S'attaquer à RSA155 nécessite d'utiliser la meilleure méthode de factorisation connue, qu'on appelle le crible algébrique, inventé par J. Pollard en 1988. Cet algorithme présente deux phases. Dans la première, la plus gourmande en temps, des milliards de données sont calculées pour préparer la deuxième phase qui aboutira à la découverte des facteurs du nombre. Les meilleurs spécialistes du domaine, A. K. Lenstra et P. L. Montgomery se sont attelés à l'écriture des programmes nécessaires, et les calculs ont été répartis entre 300 ordinateurs de 11 équipes triées sur le volet, représentant 6 pays (Pays-Bas, USA, Canada, Australie, Royaume Uni, France), sous la coordination de H. te Riele au CWI (Amsterdam). On y trouve ainsi trois laboratoires français : deux à l'École polytechnique (Laboratoire d'Informatique -- LIX, F. Morain, avec l'aide de G. Guillerm du SITX ; l'UMS Medicis, J. Marchand), et le Centre Charles Hermite (P. Zimmermann à Nancy). Nos trois équipes ont fourni un tiers de l'effort nécesaire. Ce n'est pas une surprise, car ces trois laboratoires disposent de fortes compétences reconnues internationalement en calcul formel, théorie des nombres et cryptographie, alliées à de puissants moyens de calcul.

Donnons quelques détails sur le record. Les calculs ont commencé le 27 avril 1999 et la première phase s'est terminée le 13 juillet. La seconde s'est achevée le 22 août, par la découverte des deux facteurs premiers du nombre :
RSA155 =
1094173864157052742180970732204035761200373294544920599091384213147634\
9984288934784717997257891267332497625752899781833797076537244027146743\
531593354333897
=
102639592829741105772054196573991675900716567808038066803341933521790711307779
*
106603488380168454820927220360012878679207958575989291522270608237193062808643
La première phase a nécessité environ 8000 années de MIPS5 , la seconde 224 heures sur le Cray-C916 du SARA à Amsterdam.

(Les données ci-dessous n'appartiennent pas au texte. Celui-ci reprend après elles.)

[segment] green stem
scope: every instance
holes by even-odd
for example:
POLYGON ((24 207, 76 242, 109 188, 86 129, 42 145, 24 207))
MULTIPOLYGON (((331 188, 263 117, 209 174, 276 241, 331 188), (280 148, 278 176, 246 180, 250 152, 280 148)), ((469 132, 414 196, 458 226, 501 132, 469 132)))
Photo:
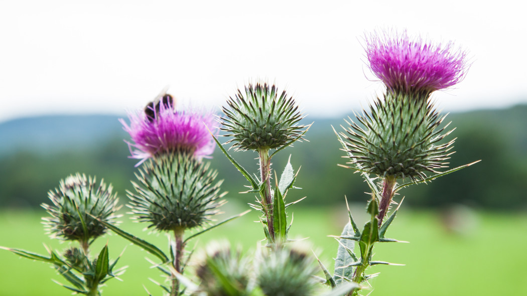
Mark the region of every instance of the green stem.
MULTIPOLYGON (((172 262, 175 271, 181 273, 181 258, 183 255, 183 230, 174 230, 174 238, 175 240, 175 248, 174 252, 174 262, 172 262)), ((172 278, 172 289, 170 290, 170 296, 177 296, 179 294, 179 281, 174 276, 172 278)))
POLYGON ((262 208, 267 219, 267 228, 271 236, 271 243, 275 242, 275 227, 273 223, 272 199, 271 197, 271 159, 269 156, 269 149, 261 149, 258 151, 260 155, 260 173, 261 182, 265 182, 264 191, 260 192, 262 208))
POLYGON ((99 284, 93 285, 93 287, 90 289, 88 291, 88 293, 86 294, 88 296, 101 296, 101 294, 99 292, 97 288, 99 287, 99 284))
MULTIPOLYGON (((374 225, 377 227, 380 227, 382 224, 383 220, 388 212, 390 204, 392 203, 392 199, 394 196, 394 189, 396 184, 395 181, 395 178, 392 176, 388 176, 384 179, 384 182, 383 183, 382 191, 381 191, 380 201, 379 204, 379 214, 377 216, 378 222, 376 225, 376 223, 375 223, 375 216, 372 214, 371 220, 372 227, 374 227, 374 225)), ((372 258, 373 253, 373 247, 375 242, 375 241, 372 242, 371 245, 368 246, 366 250, 366 256, 364 258, 361 258, 361 264, 357 267, 357 269, 355 269, 355 271, 353 273, 354 282, 360 283, 364 280, 364 271, 369 266, 369 261, 372 258)), ((348 294, 348 296, 354 296, 355 295, 358 295, 358 290, 354 291, 348 294)))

Un pas important a été franchi. Utiliser RSA (et plus généralement tout système dont la sécurité repose sur la factorisation des entiers) avec des clefs de 512 bits assure une protection qui n'est plus inviolable mais limitée dans le temps. Il n'a fallu que quelques mois et finalement assez peu de ressources pour casser cette clef. 300 PC sont faciles à rassembler (1 PC coutant 5 kF, l'attaque revient tout compris à environ 2 MF), même si la phase finale des calculs demande à l'heure actuelle un super-ordinateur et une grande mémoire centrale.



Dans le combat éternel entre l'épée et le bouclier, celle-là vient de reprendre un peu d'avance sur celui-ci. Aujourd'hui, les systèmes utilisant des clefs de 768 ou 1024 bits restent hors d'atteinte. Pour combien de temps ?




1
École polytechnique, SITX
2
École polytechnique, UMS MEDICIS
3
DGA/École polytechnique, UMR LIX, morain@lix.polytechnique.fr
4
INRIA Lorraine, UMR LORIA, Paul.Zimmermann@loria.fr
5
Le MIPS est l'acronyme de ``Million Instructions Per Second'', correspondant à la puissance d'un VAX 780, exécutant 1 million d'opérations à la seconde. Même si une telle machine n'existe plus, la dénomination a perduré. On peut traduire en disant que 8000 années de MIPS correspondent à 32 années d'un processeur à 250 MHz.